Another in a series of dialogues I had with an individuals on a local newspaper site:

Religion and Truth -- I sympathize with your comments although I am not Catholic I sprang from a people whose influence on the New Testament was profound. The beliefs about Jesus are that which the human mind says they are. The New Testament Gospels are a compilation of different writers. It was written in Greek long after the so called death of Jesus. Even Jesus himself may be a compilation of many stories and ideas of the area at that time and significantly before that time. There is NO evidence that meets historical scrutiny that he even existed. There is nothing on Roman coins or artifacts depicting him or in writings which site him, with the exception of the Gospels, which have an agenda (and Josephus doesn't count either because it too had an agenda), whose historicity is accurate and believable indicating that someone so profound to the populous and such a threat to the Roman state ever existed. No consequential EVIDENCE exists. One would think a man of that impact would be mentioned historically, as other historical events surely are, in ancient Roman writings, artifacts or even on Jewish artifacts or coins. There isn't any. The ONLY things of historical identification which jet propelled this religion are human beings' cerebral synaptic connections which included the dream of an emperor Constantine before a battle and his wife's influence of him in 300 or so AD.

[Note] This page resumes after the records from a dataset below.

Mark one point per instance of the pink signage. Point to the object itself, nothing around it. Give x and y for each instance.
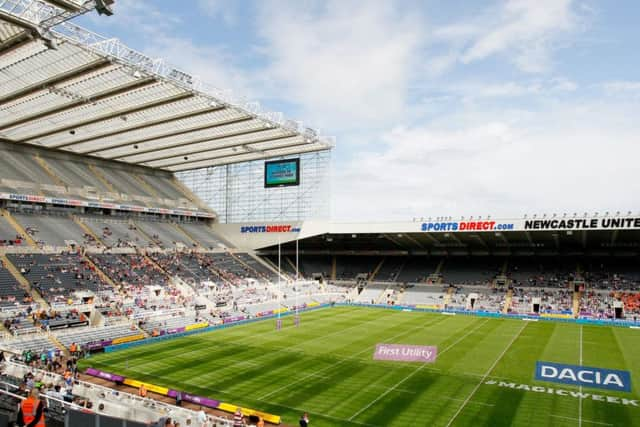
(405, 353)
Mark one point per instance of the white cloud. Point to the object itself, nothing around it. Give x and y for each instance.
(563, 159)
(524, 31)
(622, 86)
(341, 62)
(160, 34)
(219, 9)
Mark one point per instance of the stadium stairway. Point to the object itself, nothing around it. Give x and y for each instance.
(376, 270)
(404, 263)
(19, 228)
(382, 297)
(104, 276)
(508, 300)
(37, 298)
(189, 236)
(102, 179)
(447, 296)
(49, 171)
(145, 235)
(58, 344)
(190, 195)
(86, 229)
(251, 268)
(576, 304)
(284, 271)
(146, 186)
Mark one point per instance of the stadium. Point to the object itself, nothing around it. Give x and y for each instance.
(165, 260)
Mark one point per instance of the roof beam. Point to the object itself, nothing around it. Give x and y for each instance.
(232, 155)
(235, 144)
(15, 42)
(147, 124)
(99, 97)
(166, 135)
(66, 5)
(14, 20)
(110, 116)
(54, 80)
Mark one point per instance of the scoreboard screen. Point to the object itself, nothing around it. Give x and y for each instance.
(282, 173)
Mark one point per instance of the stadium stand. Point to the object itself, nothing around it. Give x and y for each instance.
(59, 277)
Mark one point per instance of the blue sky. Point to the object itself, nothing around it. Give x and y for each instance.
(438, 107)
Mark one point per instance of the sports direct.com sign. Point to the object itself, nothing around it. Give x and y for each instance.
(405, 353)
(275, 228)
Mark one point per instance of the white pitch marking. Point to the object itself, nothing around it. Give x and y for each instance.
(491, 368)
(413, 373)
(586, 421)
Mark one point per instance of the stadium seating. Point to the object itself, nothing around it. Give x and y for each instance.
(59, 277)
(11, 293)
(51, 229)
(83, 336)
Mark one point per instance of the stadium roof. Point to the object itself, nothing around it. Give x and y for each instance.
(66, 88)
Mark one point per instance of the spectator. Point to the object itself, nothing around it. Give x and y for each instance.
(238, 420)
(304, 420)
(31, 412)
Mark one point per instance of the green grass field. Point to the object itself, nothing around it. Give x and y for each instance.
(325, 367)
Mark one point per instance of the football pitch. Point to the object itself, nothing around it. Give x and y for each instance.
(483, 375)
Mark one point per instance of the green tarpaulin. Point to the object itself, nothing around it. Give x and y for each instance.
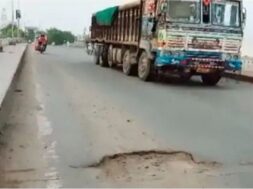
(106, 16)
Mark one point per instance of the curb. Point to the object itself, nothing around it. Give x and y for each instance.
(17, 71)
(239, 77)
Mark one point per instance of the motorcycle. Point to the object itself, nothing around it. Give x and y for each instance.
(40, 47)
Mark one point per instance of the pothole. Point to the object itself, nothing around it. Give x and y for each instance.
(154, 167)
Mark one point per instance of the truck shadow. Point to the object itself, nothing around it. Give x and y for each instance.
(174, 81)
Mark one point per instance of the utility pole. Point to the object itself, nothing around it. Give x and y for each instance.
(18, 16)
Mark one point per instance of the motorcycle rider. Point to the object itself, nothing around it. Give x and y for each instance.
(42, 41)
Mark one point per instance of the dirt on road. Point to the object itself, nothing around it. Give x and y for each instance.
(24, 153)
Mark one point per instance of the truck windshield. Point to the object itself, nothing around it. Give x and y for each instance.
(226, 13)
(184, 11)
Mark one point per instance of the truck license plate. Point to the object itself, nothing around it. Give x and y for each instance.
(203, 70)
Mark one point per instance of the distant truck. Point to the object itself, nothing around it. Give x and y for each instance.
(153, 37)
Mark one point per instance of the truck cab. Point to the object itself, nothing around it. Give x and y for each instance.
(194, 37)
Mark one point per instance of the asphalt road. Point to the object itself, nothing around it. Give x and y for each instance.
(86, 112)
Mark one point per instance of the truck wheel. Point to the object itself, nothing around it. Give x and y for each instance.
(96, 55)
(185, 77)
(128, 67)
(144, 67)
(211, 79)
(103, 59)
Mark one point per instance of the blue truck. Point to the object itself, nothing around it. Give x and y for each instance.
(179, 37)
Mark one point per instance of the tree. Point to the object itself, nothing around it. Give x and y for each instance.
(7, 31)
(59, 37)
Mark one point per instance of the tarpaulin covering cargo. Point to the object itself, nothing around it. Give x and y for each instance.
(106, 16)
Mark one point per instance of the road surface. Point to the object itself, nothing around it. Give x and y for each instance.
(71, 123)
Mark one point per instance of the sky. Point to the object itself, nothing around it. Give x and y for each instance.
(74, 15)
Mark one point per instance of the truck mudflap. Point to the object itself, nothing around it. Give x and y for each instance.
(198, 65)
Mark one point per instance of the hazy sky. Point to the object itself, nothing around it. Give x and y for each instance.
(74, 15)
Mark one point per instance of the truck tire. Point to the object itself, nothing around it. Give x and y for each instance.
(103, 60)
(185, 77)
(145, 67)
(211, 79)
(128, 67)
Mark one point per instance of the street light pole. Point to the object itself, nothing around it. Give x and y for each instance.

Likewise, the Hebrew Bible, too, was written by a number of different people. An excellent and scholarly book with NO agenda was written and entitled 'Who Wrote the Bible' by Richard Friedman. Some of the proofs, among several, that the Old Testament -- the Christian appellation. It is called the Hebrew Bible by Jews -- is written by multiple men are that (a) the writing styles of the Old Testament are significantly different (b) contain different accounts of the same event and (c) in the Five Books of Moses -- Genesis, Exodus, Leviticus, Numbers and Deuteronomy -- Moses, the attributable author of those books, is writing after his own death; highly unlikely. The Bible emerges out of an assortment of pagan and oral mythological lore from a variety of cultures at that time and by those who preceded them. Some biblical stories are nearly identical to other pagan stories which preceded biblical text.

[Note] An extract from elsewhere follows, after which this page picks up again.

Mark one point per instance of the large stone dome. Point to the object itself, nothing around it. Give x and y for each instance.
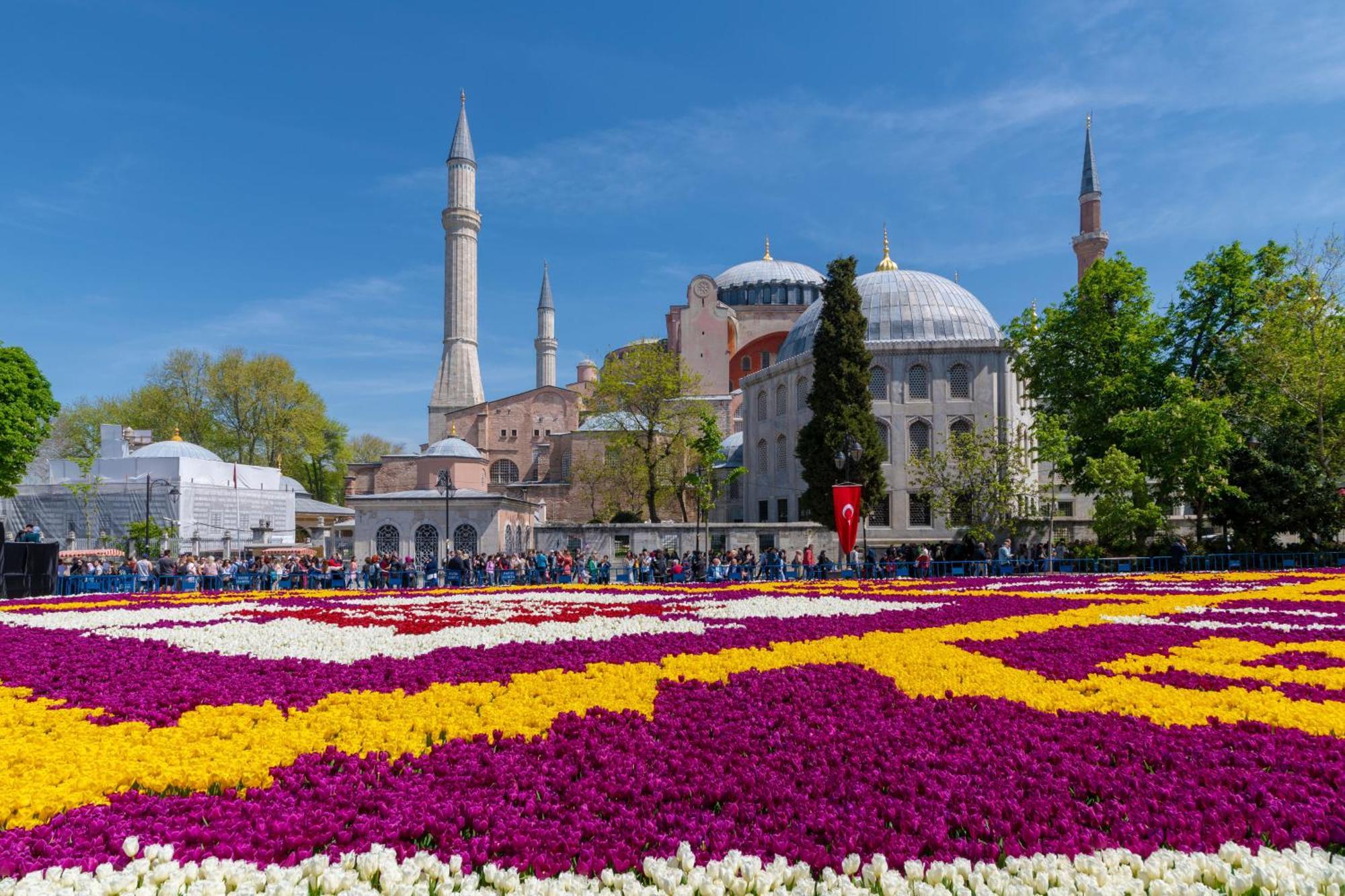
(906, 306)
(176, 448)
(453, 447)
(769, 271)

If someone tells me and then writes that my leg is paralyzed because of bad humors or because of a witch's spell or because a man named Mephistopheles came down and infused it with green slime, or because a supreme being hated me, I can believe that sure ... if I want ... but is it TRUE? When science became sophisticated enough it could unequivocally determine that a viral entity called poliomyelitis unequivocally caused that paralysis and it was not caused because someone hated me, or because I planted my crops in error, made a god mad by doing some trivial thing like eating a shrimp or by a witch's spell. I believe that simile is a good one.

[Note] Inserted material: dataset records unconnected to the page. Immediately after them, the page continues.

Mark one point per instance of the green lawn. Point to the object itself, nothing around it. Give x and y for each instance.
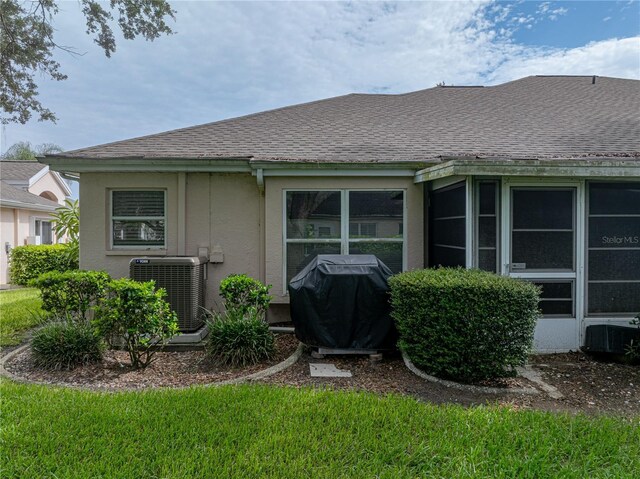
(259, 431)
(19, 312)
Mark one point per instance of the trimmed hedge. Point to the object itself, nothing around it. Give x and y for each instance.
(29, 262)
(467, 325)
(71, 294)
(239, 340)
(245, 294)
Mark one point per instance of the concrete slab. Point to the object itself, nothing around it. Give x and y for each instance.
(320, 370)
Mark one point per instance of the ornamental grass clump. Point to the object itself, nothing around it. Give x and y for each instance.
(239, 340)
(71, 294)
(66, 345)
(240, 336)
(467, 325)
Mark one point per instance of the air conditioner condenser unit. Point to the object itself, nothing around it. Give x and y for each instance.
(184, 279)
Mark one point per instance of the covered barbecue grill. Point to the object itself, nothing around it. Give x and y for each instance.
(342, 302)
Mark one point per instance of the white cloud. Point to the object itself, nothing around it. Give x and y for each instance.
(228, 59)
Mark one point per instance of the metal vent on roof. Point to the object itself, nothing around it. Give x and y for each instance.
(183, 278)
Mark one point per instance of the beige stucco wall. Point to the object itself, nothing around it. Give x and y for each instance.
(274, 188)
(225, 213)
(15, 233)
(220, 210)
(49, 184)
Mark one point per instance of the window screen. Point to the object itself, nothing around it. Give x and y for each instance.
(613, 235)
(487, 225)
(138, 218)
(447, 226)
(543, 231)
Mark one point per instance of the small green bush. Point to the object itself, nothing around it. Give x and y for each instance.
(70, 294)
(467, 325)
(29, 262)
(243, 293)
(139, 315)
(66, 345)
(239, 340)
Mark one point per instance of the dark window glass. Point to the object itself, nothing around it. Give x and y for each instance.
(311, 212)
(542, 209)
(614, 198)
(487, 197)
(543, 249)
(389, 253)
(614, 297)
(487, 260)
(487, 231)
(443, 256)
(450, 232)
(450, 201)
(138, 233)
(138, 203)
(564, 308)
(300, 254)
(614, 265)
(614, 232)
(446, 231)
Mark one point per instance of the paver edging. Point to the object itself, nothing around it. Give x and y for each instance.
(276, 368)
(464, 387)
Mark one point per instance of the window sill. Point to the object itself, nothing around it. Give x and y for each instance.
(136, 252)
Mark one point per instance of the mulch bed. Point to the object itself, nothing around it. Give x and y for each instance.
(589, 385)
(169, 369)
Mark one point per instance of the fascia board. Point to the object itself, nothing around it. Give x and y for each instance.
(146, 165)
(587, 168)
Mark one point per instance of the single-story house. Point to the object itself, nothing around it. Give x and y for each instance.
(29, 195)
(538, 178)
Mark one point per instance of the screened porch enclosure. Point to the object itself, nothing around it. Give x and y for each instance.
(579, 240)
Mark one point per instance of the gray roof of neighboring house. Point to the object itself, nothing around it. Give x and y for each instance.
(13, 194)
(534, 117)
(19, 170)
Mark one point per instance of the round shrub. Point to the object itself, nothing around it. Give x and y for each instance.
(245, 294)
(66, 345)
(467, 325)
(237, 340)
(137, 313)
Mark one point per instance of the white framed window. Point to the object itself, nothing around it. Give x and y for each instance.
(41, 230)
(343, 222)
(138, 219)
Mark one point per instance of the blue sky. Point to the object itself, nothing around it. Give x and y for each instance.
(232, 58)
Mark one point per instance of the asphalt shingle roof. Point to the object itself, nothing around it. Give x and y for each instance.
(19, 170)
(534, 117)
(12, 193)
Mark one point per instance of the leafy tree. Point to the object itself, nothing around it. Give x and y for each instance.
(27, 44)
(66, 222)
(24, 151)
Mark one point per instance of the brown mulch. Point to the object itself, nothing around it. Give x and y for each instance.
(169, 369)
(588, 385)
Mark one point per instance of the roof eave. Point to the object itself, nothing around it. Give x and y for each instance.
(583, 167)
(27, 206)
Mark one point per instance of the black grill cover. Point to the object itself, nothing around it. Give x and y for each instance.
(342, 302)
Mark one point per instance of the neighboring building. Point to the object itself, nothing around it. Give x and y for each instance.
(537, 178)
(29, 194)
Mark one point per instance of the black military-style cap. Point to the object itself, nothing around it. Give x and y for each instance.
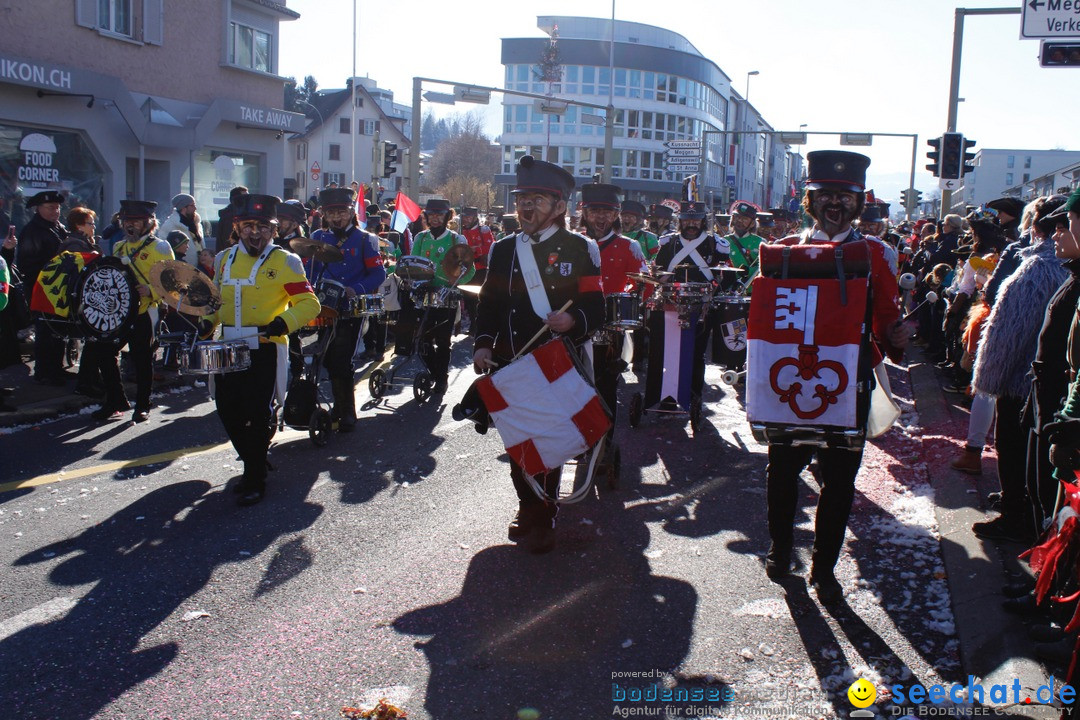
(539, 176)
(837, 167)
(337, 198)
(258, 207)
(136, 207)
(691, 208)
(43, 198)
(661, 211)
(599, 194)
(745, 208)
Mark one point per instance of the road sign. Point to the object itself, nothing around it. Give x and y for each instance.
(684, 152)
(684, 145)
(1050, 18)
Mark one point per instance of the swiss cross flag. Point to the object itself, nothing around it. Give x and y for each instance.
(802, 351)
(544, 409)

Religion takes natural, physiological and psychological phenomenon and attributes it to some mystical, mysterious and inexplicable super power which defies the laws of science. That's ALL religion is ... ALL monotheistic religion everywhere -- is a compilation of men's (I emphasize men) BELIEFS, superstitions and mythological creeds which morphed into some cohesive (sort of) entity to explain the complexities and inexplicabilities of life. That does NOT mean that any of it is factually true. It is a shock to my system in the age of technological and scientific advancement that human beings capable of intelligent and rational thought still persist and rely on documents written between 5000 and 2000 years ago to justify just about ANYTHING they want to believe. It simply means human beings are capable of diverse and illogical thought because men fear illness, hard times, ultimately death and need to explain catastrophes which they do not understand to get through this life with significantly less anxiety. That does not, as my atheist friend says, make it true as much as most of us (including me) would LOVE to make it so. If one wants to take religion as allegory or metaphor that is acceptable but to pass it off as unequivocal truth is simply unequivocally wrong.